Why? Because while the project is getting bigger, when including new requirements or evolving current components, will be easier to work with the project and evolve it, reducing costs and tehcnical debt.

At the time of writing this, Mantra site is based on 80 differents components with no more than 1 KLOC by each at the most.

How to decide the way you distribute your functionality? Easy, remembering SRP principle (single responsability principle), in Mantra culture we usually say that 1 component = 1 specific functionality.

This is the key for building big projects that evolve considerably over time with components highly decoupled between them.

Mantra assets organization allow you to do this.

In "ComponentsLocations" property of mantraconfig.json project configuration file, you can set a number of different folders to organize all your components; for instance:

"ComponentsLocations": [
   "components/admin",
   "components/base",
   "components/mantrakit",
   "components/orquestation",
   "components/publicapi"]

As you can see in this example, there exists five differents folder for specific components according to their purposes:

  • "components/admin": for admin components.

  • "components/base": for components that expose specific functionality for final users.

  • "components/mantrakit": a number of standard Mantra components downloaded from this site.

  • "components/orchestration": for components in charge of orchestrating events raised in the system for implementing high level functionality.

  • "components/publicapi": for components that are in charge of implementing all stuff regarding to a public REST API.

You can set the distribution of your components that best suits to them.

On the other hand, usually, a functionality for a given area of an application, needs administration and final user functionality, for instance.

In this case, Mantra development culture encourages you to develop two differents components: one for admin purposes and other for end user functionality.

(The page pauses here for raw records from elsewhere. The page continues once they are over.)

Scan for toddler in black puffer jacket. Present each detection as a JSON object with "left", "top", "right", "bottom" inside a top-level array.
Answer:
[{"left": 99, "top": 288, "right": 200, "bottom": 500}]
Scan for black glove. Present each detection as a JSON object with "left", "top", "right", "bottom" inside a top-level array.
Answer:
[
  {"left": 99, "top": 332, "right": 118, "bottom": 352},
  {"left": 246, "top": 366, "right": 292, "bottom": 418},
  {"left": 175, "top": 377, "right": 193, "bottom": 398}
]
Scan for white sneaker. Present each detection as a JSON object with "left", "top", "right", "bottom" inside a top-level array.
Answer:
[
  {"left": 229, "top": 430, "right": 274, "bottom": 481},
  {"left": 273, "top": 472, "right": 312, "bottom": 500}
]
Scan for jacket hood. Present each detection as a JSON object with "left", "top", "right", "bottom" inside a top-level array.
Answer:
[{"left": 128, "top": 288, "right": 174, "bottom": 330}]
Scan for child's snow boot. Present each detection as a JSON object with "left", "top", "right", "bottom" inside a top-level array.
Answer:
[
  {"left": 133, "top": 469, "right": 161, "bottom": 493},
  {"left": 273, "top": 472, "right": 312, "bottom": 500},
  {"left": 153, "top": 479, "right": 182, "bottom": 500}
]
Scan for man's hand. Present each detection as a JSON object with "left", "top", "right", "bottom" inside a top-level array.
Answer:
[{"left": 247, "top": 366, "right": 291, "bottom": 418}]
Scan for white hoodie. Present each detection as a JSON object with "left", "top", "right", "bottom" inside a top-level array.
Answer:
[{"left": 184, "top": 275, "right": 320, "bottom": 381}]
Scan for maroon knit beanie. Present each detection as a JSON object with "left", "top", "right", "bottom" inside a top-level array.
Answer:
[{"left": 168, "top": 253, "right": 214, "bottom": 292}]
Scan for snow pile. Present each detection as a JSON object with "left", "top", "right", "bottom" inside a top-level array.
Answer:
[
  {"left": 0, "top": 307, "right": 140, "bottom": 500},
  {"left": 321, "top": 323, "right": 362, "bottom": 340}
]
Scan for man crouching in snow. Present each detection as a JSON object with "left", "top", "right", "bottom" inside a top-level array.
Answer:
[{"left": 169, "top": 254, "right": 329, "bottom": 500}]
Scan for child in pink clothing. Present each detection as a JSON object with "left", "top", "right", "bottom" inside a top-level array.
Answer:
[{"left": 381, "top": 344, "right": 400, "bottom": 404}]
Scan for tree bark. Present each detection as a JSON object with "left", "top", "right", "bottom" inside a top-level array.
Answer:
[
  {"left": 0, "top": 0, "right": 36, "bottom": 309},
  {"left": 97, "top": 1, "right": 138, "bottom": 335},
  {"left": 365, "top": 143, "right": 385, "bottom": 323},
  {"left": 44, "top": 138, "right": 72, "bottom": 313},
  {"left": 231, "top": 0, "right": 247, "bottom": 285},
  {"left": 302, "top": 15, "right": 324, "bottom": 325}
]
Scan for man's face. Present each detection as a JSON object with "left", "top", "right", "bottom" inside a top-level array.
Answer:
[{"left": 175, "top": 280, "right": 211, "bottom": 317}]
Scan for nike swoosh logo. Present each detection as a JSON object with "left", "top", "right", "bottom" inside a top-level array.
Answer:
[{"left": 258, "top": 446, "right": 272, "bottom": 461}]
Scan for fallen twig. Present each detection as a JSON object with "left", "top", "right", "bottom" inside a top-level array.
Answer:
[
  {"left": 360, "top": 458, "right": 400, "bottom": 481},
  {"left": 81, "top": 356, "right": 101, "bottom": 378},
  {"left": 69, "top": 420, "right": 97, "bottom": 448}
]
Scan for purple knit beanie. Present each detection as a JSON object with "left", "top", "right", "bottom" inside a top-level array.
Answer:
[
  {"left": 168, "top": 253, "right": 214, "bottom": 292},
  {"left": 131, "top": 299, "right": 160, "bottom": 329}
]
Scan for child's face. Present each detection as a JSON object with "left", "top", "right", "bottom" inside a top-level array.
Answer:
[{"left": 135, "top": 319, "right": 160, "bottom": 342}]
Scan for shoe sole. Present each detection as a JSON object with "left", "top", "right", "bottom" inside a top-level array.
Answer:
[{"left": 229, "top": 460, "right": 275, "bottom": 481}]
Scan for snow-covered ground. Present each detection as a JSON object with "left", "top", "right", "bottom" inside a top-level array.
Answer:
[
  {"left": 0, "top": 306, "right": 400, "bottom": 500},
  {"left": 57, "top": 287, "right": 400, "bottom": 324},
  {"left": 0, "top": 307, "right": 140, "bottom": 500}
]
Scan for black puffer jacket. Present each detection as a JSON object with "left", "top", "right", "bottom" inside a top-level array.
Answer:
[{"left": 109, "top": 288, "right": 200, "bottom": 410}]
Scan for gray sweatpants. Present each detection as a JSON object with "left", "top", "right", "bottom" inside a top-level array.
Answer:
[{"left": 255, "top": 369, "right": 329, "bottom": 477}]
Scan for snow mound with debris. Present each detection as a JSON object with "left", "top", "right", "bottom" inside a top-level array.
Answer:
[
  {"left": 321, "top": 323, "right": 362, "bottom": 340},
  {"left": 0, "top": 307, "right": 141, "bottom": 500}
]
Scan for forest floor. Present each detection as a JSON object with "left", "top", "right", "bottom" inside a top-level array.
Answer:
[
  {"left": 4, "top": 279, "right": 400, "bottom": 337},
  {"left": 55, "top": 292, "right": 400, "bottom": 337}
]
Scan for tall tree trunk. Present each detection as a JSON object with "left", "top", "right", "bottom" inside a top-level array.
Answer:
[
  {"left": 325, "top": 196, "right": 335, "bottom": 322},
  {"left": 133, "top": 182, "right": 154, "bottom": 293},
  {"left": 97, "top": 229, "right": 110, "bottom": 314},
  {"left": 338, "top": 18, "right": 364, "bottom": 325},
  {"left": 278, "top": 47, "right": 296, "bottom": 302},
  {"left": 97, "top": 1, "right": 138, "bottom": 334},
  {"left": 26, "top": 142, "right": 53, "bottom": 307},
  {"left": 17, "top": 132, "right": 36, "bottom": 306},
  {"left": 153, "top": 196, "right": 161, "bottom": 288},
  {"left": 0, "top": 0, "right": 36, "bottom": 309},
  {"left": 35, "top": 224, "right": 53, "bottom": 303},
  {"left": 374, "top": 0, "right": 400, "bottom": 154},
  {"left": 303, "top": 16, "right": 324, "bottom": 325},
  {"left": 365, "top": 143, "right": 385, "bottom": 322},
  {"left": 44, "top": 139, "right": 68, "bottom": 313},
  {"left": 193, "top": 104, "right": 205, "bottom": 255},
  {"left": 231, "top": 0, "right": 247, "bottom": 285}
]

As an example, given a component named "users" for managing all stuff related to users, we can have 3 differents components:

  • "users-core": the main component the defines a data model and an API to exposes its base functionality and CRUD operations.

  • "users-ui": the component that implements all views and blocks to show in the user interfaces.

  • "users-admin": the component that includes all admin stuff related to users, including, maybe, some commands for any kind of maintenance tasks.

The way you split the functionality of your components and how they are organized as assets in the project is very important for its maintenability and the reusability of the components.